06.06.1944 – KIEFFER ET LES AUTRES !

CE JOUR-LÀ, AVEC LES 177 HOMMES DU COMMANDO KIEFFER,

IL Y AVAIT 2.865 AUTRES SOLDATS FRANÇAIS.

Rares sont les documents qui donnent avec précision le nombre de soldats Français et leurs missions au moment du débarquement en Normandie. Pourtant, les Forces Françaises Libre ont bel et bien participé à Overlord.

 

Pour le général de Gaulle et le Comité de Libération nationale, il est évident que les Français doivent prendre part à la libération de la France. Le général René Bouscat, chef d’état-major des forces aériennes estime pouvoir réunir les effectifs de 30 groupes aériens et de 4 bataillons de parachutistes (les premières unités parachutistes appartenaient à l’armée de l’Air), mais le réarmement de toutes ces unités dépendait des Alliés. Le général Bouscat propose un plan dans ce sens, le Plan VII. Ce plan est finalement accepté et les discussions s’engagent le 29 septembre 1943. Cependant, la décision ultime de la présence française le jour du débarquement appartient au commandement allié.

Estimant que le moment était venu de mettre en œuvre, en Grande-Bretagne, les groupes d’aviation et les bataillons parachutistes nécessaire, le 15 novembre 1943, le CFLN décide de la création des Forces aériennes françaises (FAFL).

Cependant, les pourparlers avec les Alliés sont au point mort au début de l’année 1944. La situation va se débloquer après discussions avec le Combined Chiefs of Staff.
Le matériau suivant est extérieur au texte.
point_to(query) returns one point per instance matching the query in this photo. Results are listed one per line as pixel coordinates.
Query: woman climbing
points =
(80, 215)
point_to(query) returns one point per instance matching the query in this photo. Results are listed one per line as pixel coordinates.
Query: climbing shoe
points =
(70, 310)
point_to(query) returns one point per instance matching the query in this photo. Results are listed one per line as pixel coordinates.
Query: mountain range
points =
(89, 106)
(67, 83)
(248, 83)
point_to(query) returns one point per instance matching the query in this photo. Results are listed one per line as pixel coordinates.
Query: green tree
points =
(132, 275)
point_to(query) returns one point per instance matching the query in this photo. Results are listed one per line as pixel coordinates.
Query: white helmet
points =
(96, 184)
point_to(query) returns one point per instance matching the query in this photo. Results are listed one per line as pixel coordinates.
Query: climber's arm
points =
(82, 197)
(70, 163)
Une lettre du Commissaire Le Troquer adressée au général Valin, le 31 janvier 1944, assure : « que la majeur partie des Forces Aériennes Françaises sera prévue dans le plan d’emploi concernant les opérations offensives à mener sur le continent européen pour le printemps 1944 ».

Sept groupes aériens français (227 aviateurs) vont participer à l’opération Overlord, cela représente une centaine d’avions et peut paraître dérisoire aux 11 000 avions alliés qui seront engagés le 6 juin.
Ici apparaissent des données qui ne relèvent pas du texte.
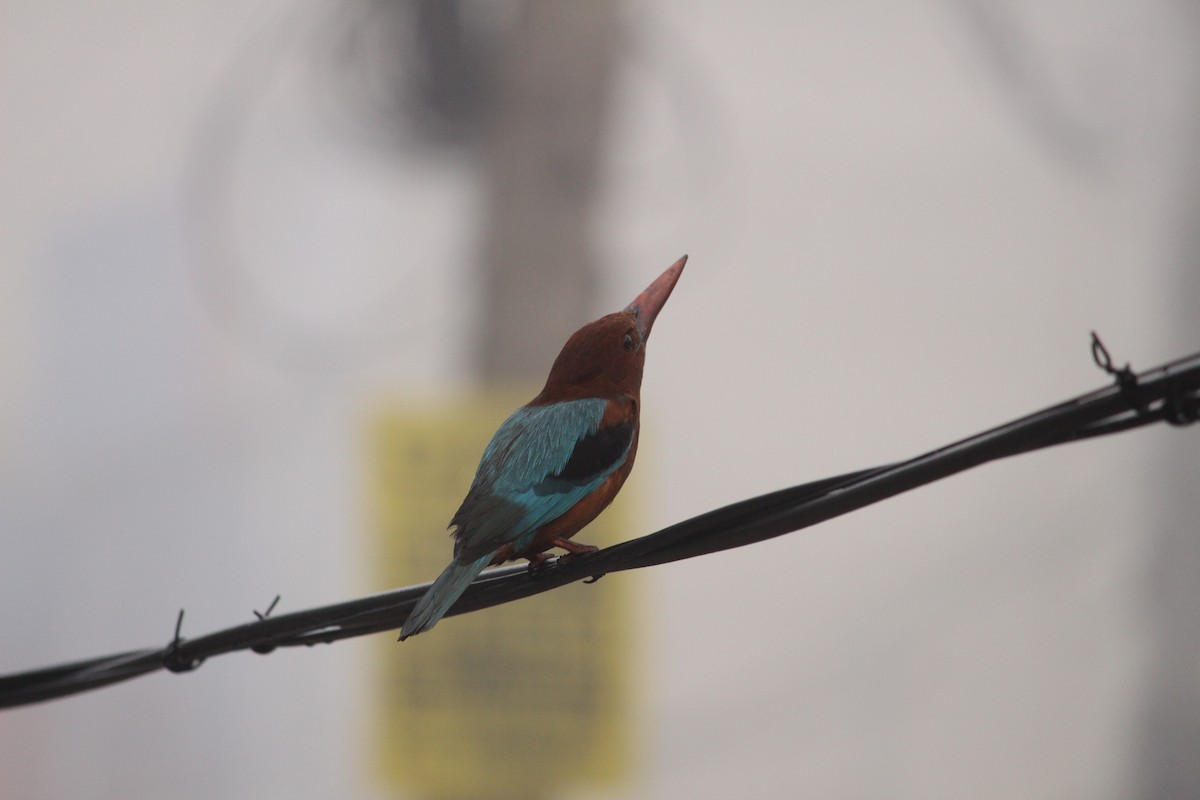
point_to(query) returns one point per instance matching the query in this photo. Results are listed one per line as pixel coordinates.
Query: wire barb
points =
(1125, 377)
(263, 615)
(172, 659)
LES FAFL DU GROUPE « LORRAINE »

UNITÉS DES FAFL (ayant participé à Overlord)

Groupe de chasse N°1 Alsace (Squadron 341)

Groupe de chasse N°2 Île de France (Squadron 340)

Groupe de chasse Cigognes (Squadron 329 RAF)

Groupe de bombardement Lorraine

Groupe de bombardement Tunisie (Squadron 347 RAF Bomber Command)

Groupe de bombardement Guyenne (Squadron 346 RAF Bomber Command)

2ème Régiment de chasseurs parachutistes

3ème Régiment de chasseurs parachutistes

Il est 22 H 30 le 5 juin 1944 en Angleterre, 20 H30 en Bretagne. Quatre sticks parachutistes SAS, soit 36 hommes, aux ordres des capitaines Marienne, Deplante, Botella et Deschamps, embarquent dans deux quadrimoteurs Short Stirling de la RAF. Destination la Bretagne, mission : établir des bases de sabotages, particulièrement sur les voies ferrées, afin de perturber les renforts allemands vers la Normandie. Noms de codes, opération Dingson et Samwest.

Deux heures plus tard, deux équipes sont parachutées sur le secteur Plumelec-Guéhenno, à 15 km de Saint-Marcel (Morbihan). Deux autres équipes sautent sur la forêt de Duault dans les Côtes-d’Armor.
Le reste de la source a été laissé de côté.